Not so fast on legalizing pot. That is the message coming from New York State's school boards. The state School Boards Association wants more study on the issue.
There may be more time for study, since legalization apparently can't be worked out soon enough to be in this year's state budget. The deadline for passage is scheduled for April 1, but there are an awful lot of unresolved issues. Revenue from legalizing pot was supposed to help make the spending plan work.
There is a lot of support for legalization, but there are issues and more issues. State School Boards Association Executive Director Tim Kremer said there needs to be more thought on the matter.
"We believe this is a much bigger public policy issue, that people like law enforcement and health care providers and educators and people from perhaps other social service agencies should have an opportunity to carefully weigh in on the impact of the legalization of marijuana," Kremer said.
There are concerns from a lot of different groups, many in law enforcement.

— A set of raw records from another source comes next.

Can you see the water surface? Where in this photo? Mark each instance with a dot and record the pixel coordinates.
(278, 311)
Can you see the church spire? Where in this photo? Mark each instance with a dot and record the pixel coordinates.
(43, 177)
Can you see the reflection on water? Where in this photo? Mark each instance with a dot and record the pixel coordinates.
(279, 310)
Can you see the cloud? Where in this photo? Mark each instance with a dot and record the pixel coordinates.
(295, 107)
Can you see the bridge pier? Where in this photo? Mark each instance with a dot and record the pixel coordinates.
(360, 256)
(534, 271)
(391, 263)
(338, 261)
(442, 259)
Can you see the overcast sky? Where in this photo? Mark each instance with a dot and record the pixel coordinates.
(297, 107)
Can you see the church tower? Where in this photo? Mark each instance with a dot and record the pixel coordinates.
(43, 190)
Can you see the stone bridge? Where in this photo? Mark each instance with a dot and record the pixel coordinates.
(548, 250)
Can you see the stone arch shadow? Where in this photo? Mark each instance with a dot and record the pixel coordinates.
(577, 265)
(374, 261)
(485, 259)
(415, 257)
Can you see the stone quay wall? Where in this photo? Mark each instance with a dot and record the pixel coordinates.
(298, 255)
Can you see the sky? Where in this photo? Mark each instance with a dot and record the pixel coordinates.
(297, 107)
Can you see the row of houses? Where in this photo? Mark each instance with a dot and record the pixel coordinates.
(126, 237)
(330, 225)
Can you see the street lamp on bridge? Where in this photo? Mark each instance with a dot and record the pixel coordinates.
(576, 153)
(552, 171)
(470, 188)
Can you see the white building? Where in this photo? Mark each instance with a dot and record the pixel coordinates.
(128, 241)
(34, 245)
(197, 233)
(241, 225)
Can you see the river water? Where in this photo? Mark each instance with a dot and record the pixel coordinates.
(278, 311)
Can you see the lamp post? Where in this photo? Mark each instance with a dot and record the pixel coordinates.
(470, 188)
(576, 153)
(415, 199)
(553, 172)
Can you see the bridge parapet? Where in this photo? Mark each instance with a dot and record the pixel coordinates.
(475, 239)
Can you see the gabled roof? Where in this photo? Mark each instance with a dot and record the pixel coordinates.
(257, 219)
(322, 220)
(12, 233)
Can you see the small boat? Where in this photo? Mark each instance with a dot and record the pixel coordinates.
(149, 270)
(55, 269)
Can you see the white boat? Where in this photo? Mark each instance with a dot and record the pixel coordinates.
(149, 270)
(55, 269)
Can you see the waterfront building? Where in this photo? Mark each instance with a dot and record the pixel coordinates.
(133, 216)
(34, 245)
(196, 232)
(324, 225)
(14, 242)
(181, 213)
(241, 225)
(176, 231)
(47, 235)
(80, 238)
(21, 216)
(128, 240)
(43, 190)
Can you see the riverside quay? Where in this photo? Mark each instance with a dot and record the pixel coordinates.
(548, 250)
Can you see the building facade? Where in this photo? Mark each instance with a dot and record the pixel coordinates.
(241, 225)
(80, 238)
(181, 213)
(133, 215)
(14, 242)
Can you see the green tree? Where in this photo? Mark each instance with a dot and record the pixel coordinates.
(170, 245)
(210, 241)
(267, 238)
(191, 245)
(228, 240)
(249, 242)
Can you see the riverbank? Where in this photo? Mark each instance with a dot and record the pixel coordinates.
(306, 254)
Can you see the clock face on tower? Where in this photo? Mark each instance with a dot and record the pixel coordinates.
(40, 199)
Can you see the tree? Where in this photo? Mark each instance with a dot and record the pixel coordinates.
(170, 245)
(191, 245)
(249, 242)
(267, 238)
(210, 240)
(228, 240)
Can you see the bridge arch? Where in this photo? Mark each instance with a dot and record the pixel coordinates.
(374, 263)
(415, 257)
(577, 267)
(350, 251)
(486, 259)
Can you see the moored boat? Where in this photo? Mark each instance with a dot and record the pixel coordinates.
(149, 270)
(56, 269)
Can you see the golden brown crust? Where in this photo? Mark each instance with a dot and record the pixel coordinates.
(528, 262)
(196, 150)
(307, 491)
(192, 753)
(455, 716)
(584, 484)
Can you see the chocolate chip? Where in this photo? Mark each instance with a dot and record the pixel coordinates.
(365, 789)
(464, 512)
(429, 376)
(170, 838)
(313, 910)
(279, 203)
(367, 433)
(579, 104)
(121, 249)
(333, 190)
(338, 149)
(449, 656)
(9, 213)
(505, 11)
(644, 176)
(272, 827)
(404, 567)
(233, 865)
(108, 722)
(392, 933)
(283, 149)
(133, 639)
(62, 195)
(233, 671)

"This may be a way in which that the state can make ends meet because additional revenues would be forthcoming and we would appreciate that," Kremer said. "We would tell you that the health and wellbeing of our school age kids and all of the citizens of New York and making sure that we are not somehow selling that out for $300 million."
Kremer said the law is only supposed to apply to those 18 and over, but he said the reality is pot products are likely to slip down into younger people, that of the school population.
"It's not necessarily just a budget bill," he said. "This is something that we think needs to have a full airing so that there would be hearings about it, so that people could weigh in, talk about it from a medical standpoint, from a psychological standpoint, from a variety of different positions, law enforcement and such, where we could have a full airing of the legalization."